About 10,000 years ago, Lake Naivasha, together with neighboring Lake Elementaita and Lake Nakuru (60 km further north), formed one single, deep freshwater lake that eventually dried up, leaving the three lakes as remnants.

Water levels in the Rift Valley Lakes have since varied considerably, with several of the lakes almost drying up several times.

The water level reached a low of 0.6 m depth in 1945,
but the water level rose again, with minor drops, to reach a maximum depth of nearly 6 m in 1968. There was another major decline of the water level in 1987, when the depth reached 2.25 m above the lake bottom. The decline of the lake water level in 1987 increased concern in the future of geothermal industry, it was speculated that Lake Naivasha's underground water might be feeding the geothermal reservoir at Olkaria. Hence, the decline in the lake water would affect the future of the geothermal industry.

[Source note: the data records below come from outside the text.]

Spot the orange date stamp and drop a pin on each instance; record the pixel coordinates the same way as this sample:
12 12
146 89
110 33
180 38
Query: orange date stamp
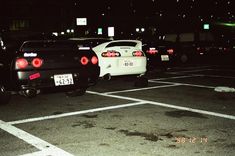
193 140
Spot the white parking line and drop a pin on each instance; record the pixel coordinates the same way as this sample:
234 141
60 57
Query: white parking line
168 105
216 76
76 113
176 77
188 71
193 67
32 140
183 84
138 89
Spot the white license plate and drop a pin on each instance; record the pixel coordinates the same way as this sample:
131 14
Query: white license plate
164 57
64 79
128 63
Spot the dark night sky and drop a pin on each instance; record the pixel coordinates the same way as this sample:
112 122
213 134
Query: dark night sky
52 13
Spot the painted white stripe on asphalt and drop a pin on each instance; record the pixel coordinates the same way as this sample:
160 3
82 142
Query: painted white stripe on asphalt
176 77
45 152
194 110
183 84
168 105
216 76
75 113
32 140
193 67
188 71
138 89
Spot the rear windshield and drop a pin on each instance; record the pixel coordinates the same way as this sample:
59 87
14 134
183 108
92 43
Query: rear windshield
119 44
48 46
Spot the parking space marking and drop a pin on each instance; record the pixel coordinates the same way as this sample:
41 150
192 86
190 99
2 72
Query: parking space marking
193 67
138 89
76 113
32 140
168 105
183 84
188 71
176 77
216 76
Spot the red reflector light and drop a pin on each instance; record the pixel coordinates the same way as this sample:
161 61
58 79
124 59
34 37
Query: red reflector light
37 62
84 60
152 51
21 63
138 53
94 60
170 51
111 54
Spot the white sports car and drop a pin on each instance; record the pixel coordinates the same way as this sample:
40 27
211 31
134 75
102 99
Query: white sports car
121 57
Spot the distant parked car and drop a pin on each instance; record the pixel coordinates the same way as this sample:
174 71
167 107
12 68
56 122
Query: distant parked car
49 64
121 57
160 53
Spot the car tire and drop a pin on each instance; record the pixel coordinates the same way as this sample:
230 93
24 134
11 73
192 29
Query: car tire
184 58
4 96
141 82
76 92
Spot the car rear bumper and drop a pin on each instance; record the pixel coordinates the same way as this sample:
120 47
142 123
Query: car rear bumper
82 78
122 66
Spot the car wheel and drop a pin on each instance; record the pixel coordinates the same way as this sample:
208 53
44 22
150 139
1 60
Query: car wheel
4 96
141 82
183 58
76 92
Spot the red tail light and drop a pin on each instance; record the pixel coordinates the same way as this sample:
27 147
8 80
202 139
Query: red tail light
152 51
21 63
111 54
84 60
138 53
37 62
170 51
94 60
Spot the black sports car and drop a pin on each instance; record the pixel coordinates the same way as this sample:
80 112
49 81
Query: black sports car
49 64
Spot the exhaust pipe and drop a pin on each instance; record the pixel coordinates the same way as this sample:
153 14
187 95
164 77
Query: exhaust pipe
29 92
107 77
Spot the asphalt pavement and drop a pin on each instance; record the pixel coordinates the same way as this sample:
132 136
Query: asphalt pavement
178 113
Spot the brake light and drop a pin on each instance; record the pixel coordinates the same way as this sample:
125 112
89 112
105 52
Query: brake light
138 53
37 62
84 60
94 60
21 63
152 51
170 51
111 54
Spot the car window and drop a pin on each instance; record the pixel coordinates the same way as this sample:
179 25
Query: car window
115 44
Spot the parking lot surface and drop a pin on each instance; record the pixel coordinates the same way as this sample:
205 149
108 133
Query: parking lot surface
178 113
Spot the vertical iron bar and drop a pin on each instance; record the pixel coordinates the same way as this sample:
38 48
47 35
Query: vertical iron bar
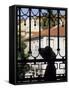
58 31
39 28
66 43
19 30
29 30
49 28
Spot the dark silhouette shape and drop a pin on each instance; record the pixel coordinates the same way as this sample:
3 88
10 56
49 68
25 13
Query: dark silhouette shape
48 54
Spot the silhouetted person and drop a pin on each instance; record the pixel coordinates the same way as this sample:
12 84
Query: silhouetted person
48 54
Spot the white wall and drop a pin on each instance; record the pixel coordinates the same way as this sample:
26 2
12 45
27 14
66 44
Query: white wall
4 41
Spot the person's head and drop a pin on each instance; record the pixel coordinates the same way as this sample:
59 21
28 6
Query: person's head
47 53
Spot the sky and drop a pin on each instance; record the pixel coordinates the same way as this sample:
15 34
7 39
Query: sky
25 12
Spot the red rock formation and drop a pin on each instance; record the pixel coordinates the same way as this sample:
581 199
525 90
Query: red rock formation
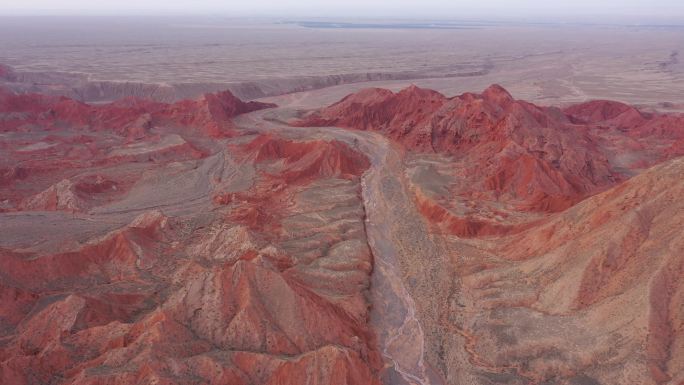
526 157
528 154
264 284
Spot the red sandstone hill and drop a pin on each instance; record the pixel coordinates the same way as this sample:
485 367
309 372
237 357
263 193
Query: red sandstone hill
144 242
538 158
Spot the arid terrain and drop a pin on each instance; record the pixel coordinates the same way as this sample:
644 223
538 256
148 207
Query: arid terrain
503 208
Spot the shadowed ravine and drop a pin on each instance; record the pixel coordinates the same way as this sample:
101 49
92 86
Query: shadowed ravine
396 234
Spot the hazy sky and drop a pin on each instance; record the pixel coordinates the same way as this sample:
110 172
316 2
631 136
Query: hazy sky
631 9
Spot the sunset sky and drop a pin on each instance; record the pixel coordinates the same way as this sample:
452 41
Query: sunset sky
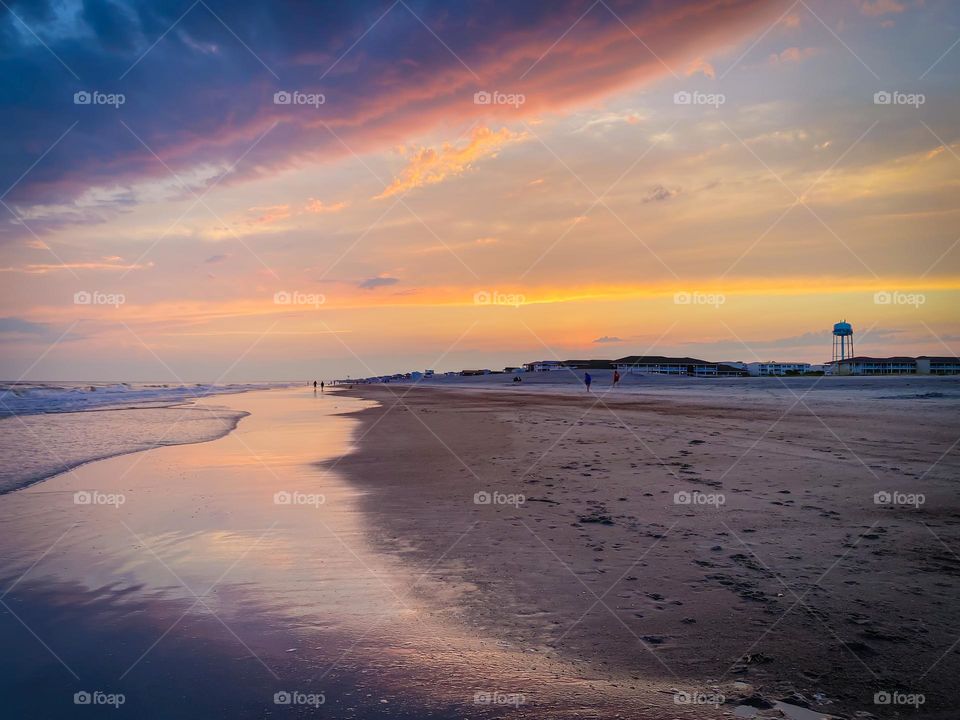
472 184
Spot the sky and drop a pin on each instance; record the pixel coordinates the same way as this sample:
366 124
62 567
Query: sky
229 191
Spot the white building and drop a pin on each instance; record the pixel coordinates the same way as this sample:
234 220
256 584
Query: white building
768 369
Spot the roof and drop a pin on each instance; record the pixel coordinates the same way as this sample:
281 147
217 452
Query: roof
659 360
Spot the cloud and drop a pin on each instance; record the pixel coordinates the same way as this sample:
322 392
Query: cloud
318 207
793 54
428 166
659 193
877 8
269 215
19 325
374 283
198 98
702 66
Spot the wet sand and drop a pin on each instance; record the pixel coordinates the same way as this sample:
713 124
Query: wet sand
186 587
798 586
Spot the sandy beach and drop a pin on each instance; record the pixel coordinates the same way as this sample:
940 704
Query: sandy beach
201 580
776 567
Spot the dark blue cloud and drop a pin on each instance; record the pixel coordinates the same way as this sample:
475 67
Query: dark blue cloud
198 80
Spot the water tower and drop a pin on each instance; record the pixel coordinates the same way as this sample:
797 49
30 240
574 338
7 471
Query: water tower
842 341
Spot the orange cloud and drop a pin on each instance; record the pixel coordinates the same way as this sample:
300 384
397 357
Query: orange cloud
318 207
701 65
429 166
269 214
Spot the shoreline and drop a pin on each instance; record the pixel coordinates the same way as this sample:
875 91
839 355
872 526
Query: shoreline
687 595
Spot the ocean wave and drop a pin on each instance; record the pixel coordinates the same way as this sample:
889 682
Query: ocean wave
33 398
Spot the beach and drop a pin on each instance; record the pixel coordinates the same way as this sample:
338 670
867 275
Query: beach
798 579
488 550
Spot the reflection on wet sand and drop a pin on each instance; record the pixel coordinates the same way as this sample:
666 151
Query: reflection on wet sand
236 569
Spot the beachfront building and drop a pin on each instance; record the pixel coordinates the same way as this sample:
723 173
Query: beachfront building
588 364
938 365
769 369
661 365
862 365
543 366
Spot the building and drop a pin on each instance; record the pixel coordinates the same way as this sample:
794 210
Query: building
938 365
589 364
862 365
769 369
543 366
661 365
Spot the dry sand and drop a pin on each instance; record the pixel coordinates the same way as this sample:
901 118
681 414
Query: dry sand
799 583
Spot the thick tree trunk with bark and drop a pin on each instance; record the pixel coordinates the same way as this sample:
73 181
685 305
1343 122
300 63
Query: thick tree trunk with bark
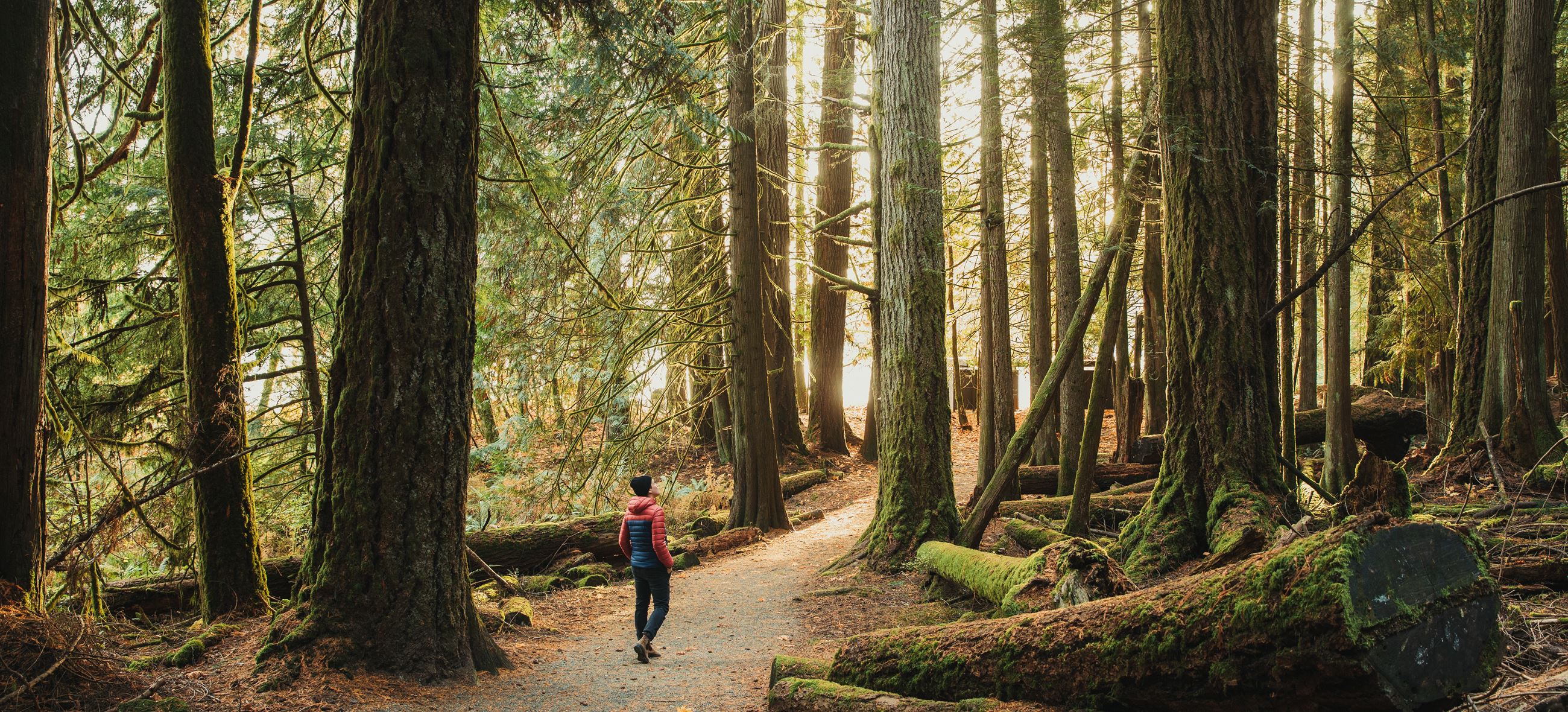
1476 242
228 559
1515 361
1362 617
1221 488
386 579
774 217
1339 446
915 495
996 342
27 57
758 499
835 192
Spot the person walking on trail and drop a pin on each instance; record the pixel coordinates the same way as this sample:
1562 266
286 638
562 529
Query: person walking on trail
643 541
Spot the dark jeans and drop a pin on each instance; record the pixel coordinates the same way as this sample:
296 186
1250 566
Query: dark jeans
651 584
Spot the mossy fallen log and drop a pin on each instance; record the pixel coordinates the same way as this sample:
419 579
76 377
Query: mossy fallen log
523 548
1368 615
1106 510
1042 479
723 541
1067 573
803 480
1029 535
814 695
811 669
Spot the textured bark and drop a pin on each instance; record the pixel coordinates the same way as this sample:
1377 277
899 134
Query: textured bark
996 342
1064 218
915 495
385 582
1515 360
758 499
1476 242
1219 490
1065 573
835 192
27 56
228 559
774 217
1360 617
1339 446
1040 313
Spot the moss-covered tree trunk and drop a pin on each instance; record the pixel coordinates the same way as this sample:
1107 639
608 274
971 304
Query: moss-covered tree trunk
1219 490
1515 349
915 493
996 342
1362 617
228 559
1476 237
774 215
758 501
835 192
27 56
385 582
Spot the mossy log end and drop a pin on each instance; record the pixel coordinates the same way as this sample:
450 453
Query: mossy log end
1029 535
1107 510
1042 479
1368 615
1067 573
814 695
523 548
811 669
803 480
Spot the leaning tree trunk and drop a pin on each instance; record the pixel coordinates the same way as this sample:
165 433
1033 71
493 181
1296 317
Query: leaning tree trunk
774 217
1519 291
1221 488
228 557
1064 217
996 344
1339 444
1362 617
915 493
758 501
386 577
1476 242
836 189
27 54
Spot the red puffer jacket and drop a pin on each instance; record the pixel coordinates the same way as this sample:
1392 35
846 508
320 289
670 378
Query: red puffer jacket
643 534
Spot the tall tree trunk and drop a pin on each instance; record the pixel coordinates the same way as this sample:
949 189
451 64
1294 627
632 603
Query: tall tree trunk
27 57
1043 451
1476 242
228 559
915 493
759 499
386 580
1517 339
1153 252
835 192
996 342
1219 488
1064 217
774 217
1339 443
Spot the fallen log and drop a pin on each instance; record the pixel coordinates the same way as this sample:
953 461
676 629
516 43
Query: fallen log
1067 573
1370 615
1042 479
813 695
803 480
523 548
1107 510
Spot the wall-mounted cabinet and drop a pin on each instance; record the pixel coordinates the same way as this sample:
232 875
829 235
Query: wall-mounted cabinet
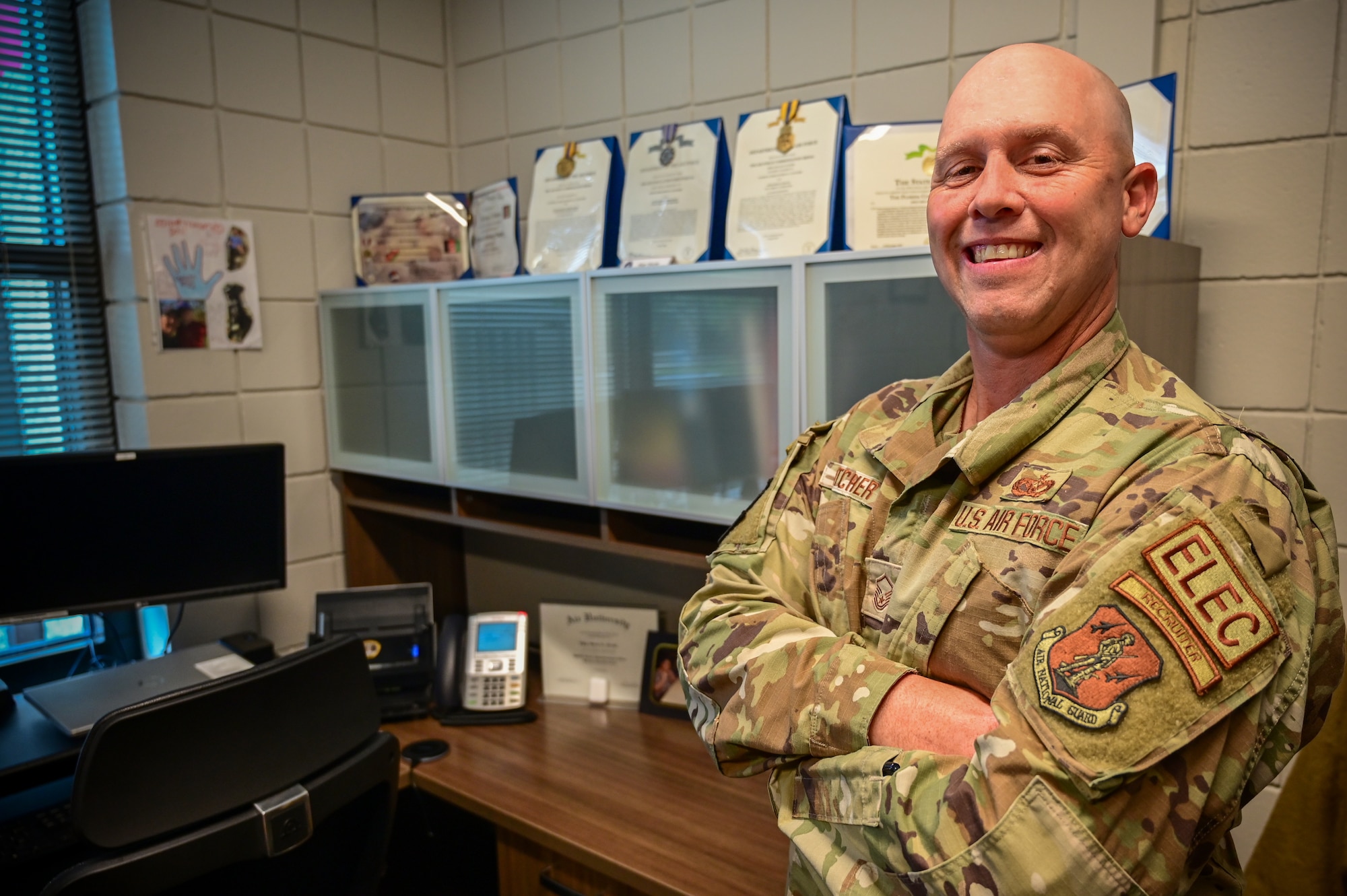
515 386
382 376
665 392
871 322
694 386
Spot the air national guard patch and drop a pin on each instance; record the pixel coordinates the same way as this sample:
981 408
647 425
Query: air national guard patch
1084 675
1035 483
1195 568
849 482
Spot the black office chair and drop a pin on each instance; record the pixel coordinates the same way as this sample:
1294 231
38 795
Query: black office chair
270 781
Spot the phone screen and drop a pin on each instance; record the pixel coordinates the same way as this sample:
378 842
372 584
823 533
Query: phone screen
496 637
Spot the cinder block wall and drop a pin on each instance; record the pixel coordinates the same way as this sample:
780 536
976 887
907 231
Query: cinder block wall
275 112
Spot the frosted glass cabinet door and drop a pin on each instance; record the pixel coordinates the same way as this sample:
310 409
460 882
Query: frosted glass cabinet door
514 365
872 322
379 361
694 388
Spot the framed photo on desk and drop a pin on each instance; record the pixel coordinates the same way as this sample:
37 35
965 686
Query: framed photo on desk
662 693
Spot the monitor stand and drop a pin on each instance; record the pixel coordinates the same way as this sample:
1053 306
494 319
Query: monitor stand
76 704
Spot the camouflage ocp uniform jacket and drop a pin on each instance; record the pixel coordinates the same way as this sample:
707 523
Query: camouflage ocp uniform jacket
1146 590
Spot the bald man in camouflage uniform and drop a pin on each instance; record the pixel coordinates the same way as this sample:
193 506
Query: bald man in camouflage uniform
1041 625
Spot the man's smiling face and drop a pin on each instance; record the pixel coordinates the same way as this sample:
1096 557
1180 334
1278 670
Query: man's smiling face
1031 195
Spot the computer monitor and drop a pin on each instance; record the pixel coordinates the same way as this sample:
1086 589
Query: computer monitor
103 530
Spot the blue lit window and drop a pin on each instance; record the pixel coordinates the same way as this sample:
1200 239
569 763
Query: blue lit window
55 385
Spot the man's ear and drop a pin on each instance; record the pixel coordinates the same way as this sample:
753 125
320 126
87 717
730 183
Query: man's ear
1140 188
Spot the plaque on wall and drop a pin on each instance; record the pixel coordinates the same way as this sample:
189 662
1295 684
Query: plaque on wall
678 180
495 232
410 238
785 188
1154 140
888 179
573 211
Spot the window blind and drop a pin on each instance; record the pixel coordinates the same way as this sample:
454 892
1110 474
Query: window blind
55 382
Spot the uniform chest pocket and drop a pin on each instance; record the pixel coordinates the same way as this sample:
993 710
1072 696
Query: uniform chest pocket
929 588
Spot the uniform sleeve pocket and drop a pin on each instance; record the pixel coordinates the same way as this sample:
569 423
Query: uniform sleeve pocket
843 790
1038 847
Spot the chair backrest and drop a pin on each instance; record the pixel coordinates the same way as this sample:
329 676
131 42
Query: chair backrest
236 773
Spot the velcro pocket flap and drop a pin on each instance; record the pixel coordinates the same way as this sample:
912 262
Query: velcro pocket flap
1038 847
843 790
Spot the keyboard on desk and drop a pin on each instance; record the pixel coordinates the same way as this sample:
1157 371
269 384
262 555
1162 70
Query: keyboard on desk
32 837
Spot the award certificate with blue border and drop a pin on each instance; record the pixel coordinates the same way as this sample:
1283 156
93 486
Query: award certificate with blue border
1154 140
888 179
669 202
785 174
569 209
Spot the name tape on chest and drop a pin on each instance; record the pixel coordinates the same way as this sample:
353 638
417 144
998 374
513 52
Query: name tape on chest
1026 525
1209 588
852 483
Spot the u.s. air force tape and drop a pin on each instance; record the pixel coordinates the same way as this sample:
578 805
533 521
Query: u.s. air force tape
1019 524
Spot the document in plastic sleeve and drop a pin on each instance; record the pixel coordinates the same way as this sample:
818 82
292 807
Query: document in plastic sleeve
670 194
496 230
888 180
782 190
569 209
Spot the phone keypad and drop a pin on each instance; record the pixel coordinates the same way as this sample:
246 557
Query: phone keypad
496 692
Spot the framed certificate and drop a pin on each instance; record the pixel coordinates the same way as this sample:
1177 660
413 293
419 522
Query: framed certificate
495 232
786 180
674 199
887 168
410 238
574 209
1154 140
584 642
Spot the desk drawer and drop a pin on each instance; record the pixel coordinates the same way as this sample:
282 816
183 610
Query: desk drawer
523 863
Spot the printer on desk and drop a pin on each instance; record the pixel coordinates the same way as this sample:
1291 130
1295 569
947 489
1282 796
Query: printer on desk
398 627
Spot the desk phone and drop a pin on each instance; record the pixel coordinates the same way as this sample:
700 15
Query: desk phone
495 661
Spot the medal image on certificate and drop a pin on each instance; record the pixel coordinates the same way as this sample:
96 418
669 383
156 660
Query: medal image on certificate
888 179
677 183
782 194
495 232
572 214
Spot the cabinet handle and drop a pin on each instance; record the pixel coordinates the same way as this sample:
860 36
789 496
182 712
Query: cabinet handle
554 886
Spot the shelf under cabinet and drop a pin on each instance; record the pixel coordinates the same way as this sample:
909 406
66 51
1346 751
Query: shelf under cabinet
615 532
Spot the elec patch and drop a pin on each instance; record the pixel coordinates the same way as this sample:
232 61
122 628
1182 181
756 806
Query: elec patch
1197 570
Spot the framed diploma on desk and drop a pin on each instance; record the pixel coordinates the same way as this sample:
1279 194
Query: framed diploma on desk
581 644
573 211
785 190
888 178
674 199
495 232
1154 140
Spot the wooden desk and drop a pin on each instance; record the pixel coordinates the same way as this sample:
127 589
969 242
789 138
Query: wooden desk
608 796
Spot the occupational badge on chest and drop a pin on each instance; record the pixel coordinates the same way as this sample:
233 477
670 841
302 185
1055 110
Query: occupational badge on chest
852 483
1035 483
1084 675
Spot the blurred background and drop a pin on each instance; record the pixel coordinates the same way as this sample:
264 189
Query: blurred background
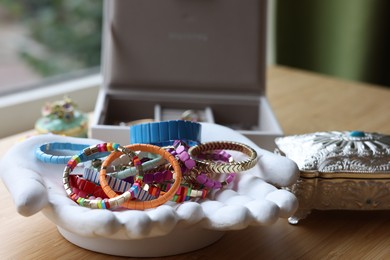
46 40
42 41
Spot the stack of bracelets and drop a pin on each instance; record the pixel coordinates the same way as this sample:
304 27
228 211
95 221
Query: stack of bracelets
143 175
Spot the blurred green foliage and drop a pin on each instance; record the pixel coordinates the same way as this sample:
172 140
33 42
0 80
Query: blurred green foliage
65 34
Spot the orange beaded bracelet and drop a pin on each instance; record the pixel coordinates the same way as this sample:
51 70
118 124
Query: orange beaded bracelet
141 205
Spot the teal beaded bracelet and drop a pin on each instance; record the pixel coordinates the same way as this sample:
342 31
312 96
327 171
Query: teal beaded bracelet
41 152
98 203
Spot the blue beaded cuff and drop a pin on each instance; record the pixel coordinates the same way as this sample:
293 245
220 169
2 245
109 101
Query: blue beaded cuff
42 152
166 132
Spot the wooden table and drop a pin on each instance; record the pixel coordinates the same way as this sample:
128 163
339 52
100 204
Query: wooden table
303 102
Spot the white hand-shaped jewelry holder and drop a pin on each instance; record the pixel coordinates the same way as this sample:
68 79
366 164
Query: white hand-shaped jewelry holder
166 230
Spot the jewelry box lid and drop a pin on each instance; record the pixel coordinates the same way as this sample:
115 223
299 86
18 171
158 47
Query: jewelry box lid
190 46
338 154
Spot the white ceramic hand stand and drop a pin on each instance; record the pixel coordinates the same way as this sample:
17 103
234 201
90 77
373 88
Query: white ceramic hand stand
166 230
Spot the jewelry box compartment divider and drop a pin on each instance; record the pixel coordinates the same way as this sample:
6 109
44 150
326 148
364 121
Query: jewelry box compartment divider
251 116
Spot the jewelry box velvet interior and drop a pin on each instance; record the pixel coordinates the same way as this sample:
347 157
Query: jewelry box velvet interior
164 58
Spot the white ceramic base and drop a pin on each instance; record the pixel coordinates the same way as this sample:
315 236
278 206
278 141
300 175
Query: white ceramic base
179 241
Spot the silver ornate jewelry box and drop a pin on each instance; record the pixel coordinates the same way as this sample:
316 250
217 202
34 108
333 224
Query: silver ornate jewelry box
339 170
163 58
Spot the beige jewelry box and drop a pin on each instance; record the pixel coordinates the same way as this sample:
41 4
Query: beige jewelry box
163 58
339 171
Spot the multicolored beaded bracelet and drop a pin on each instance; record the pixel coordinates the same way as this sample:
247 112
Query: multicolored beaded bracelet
116 184
180 150
99 203
166 132
156 160
185 192
41 152
223 167
124 200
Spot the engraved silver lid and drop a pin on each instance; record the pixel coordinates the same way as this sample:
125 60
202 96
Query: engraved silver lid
347 154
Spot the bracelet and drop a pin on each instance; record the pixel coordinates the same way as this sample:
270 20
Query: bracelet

The surface area of the lake had increased by over 50% by 2020 causing many people to be displaced from the densely populated areas round the lake. One of the first scientists to notice the expansion of the lake was a geologist who learned, quite by chance, in early 2013 that the lake had "moved 2 km without becoming news".

Lake Naivasha still supports many local companies. Some of them by taking tourists and locals around the lake, showing them the major hippo area as well Crescent Island.